Comédie française réalisée par Thomas Langmann et Frédéric Forestier
avec: Benoit Poelvoorde, Clovis
Cornillac, Gérard Depardieu, Alain Delon, Stéphane Rousseau, Vanessa Hessler, Jérôme Le Banner, José Garcia, Franck Dubosc, Jean-Pierre Cassel, Alexandre Astier et Bouli Lanners.
Synopsis: Pour remporter les Jeux Olympiques et permettre au jeune Alafolix d'épouser
la Princesse Irina, Astérix et Obélix devront affronter le machiavélique Brutus, fils de César, au cours d'une Olympiade...
Producteur: Thomas Langmann.
Producteur exécutif: Jean-Louis Monthieux
Scénaristes: Olivier Dazat, Thomas Langmann, Alexandre
Charlot et Franck Magnier d'après l'oeuvre d'Albert Uderzo et René Goscinny.
Equipe technique:
Directeur de la photographie: Thierry Arbogast
Chef décoratrice: Aline Bonetto
Costumière: Madeline Fontaine
1er assistant réalisateur: Christophe Vassort
Scripte: Anne Wermelinger
Cascadeur: Patrick Cauderlier
Directeur de production: Jean-Marc Deschamps
Distribution: Pathé
Distribution
Durée: 1h53
Le film est sorti dans les salles le 30 janvier 2008.
Le film aurait certainement eu une meilleure critique sans tout le tapage médiatique fait autour de son tournage
et de sa sortie.
Une chose est sûre: ce film aurait dû s'appeller "Brutus aux Jeux Olympiques" tant Benoit Poelvoorde porte le film sur ses épaules. Il est omni-présent à l'écran mais on le sent tellement
mal dirigé et un peu à l'étroit dans sa façon de jouer que les scènes font plus sourire que rire. Objectivement, seuls Benoit Poelvoorde et Alexandre Astier sont drôles... ce qui est peu quand on
voit la distribution d'acteurs.
Et les autres acteurs me direz-vous? J'ai aimé la prestation de Bouli Lanners et de ce comédien allemand: Michael Herbig. Delon joue Delon (sans commentaire!) et la scène finale du banquet
auquel sont conviés les guests stars est pathétique. Pourquoi ne pas avoir intégré ces athlètes dans les scènes d'épreuves sportives comme pour Schumacher?
De plus, il faut reconnaitre que le film manque de rythme. J'ai trouvé certaines scènes beaucoup trop longues, notemment la course de chars. Même si les effets spéciaux sont très bien
réalisés, ça ne compense pas la faiblesse du scénario.

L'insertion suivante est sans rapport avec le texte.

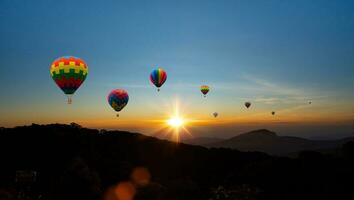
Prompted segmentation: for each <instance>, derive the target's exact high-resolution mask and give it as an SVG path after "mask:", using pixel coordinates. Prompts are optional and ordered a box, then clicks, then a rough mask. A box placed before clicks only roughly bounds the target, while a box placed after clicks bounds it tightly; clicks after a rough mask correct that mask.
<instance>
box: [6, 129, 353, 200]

Il faut tout de même reconnaitre que c'est, de loin, le film qui respecte le mieux l'état d'esprit des albums d'Astérix. Ce film est donc, contrairement aux précédents, plutôt destiné aux vrais
fans des albums originaux qu'à un large public.
En conclusion, on passe tout de même un bon moment et je vous conseille de le voir au moins une fois!
Ma scène préférée (la plus drôle): lorsque Brutus n'a pas le code pour rentrer dans le palais de son père et que Malosinus (Alexandre Astier)
improvise une série de chiffres!
Sa préparation
"Le scénario a été écrit en pensant à moi. J'ai accepté un an avant le tournage. Puis, je n'ai plus
jamais vu personne. On m'a donné les dates et j'y suis allé. On m'a demandé de faire du sport et j'ai dit non. On m'a demandé de venir une semaine à l'avance pour faire du cheval, mais le cheval
était plus malin que moi et j'ai dit que cela ne servait à rien. J'ai passé une semaine de vacances avant de tourner."
Sa rencontre avec Delon
La première fois qu'ils se sont croisés, c'était dans la capitale
française."Il m'a obligé à venir faire une photo à Paris, explique l'ami Ben. J'étais à Alicante. J'ai dû prendre un
jet privé, faire une photo, puis repartir à Alicante. Il m'a coincé, parlé, j'ai dû faire l'interview avec lui, on a fait les photos pour la couverture de Paris Match : je les trouvais immondes. On
aurait dit une soirée chez Michou (célèbre cabaret de travestis à Paris). Il n'a rien voulu entendre. Après, on m'a remballé dans l'avion et c'était fini."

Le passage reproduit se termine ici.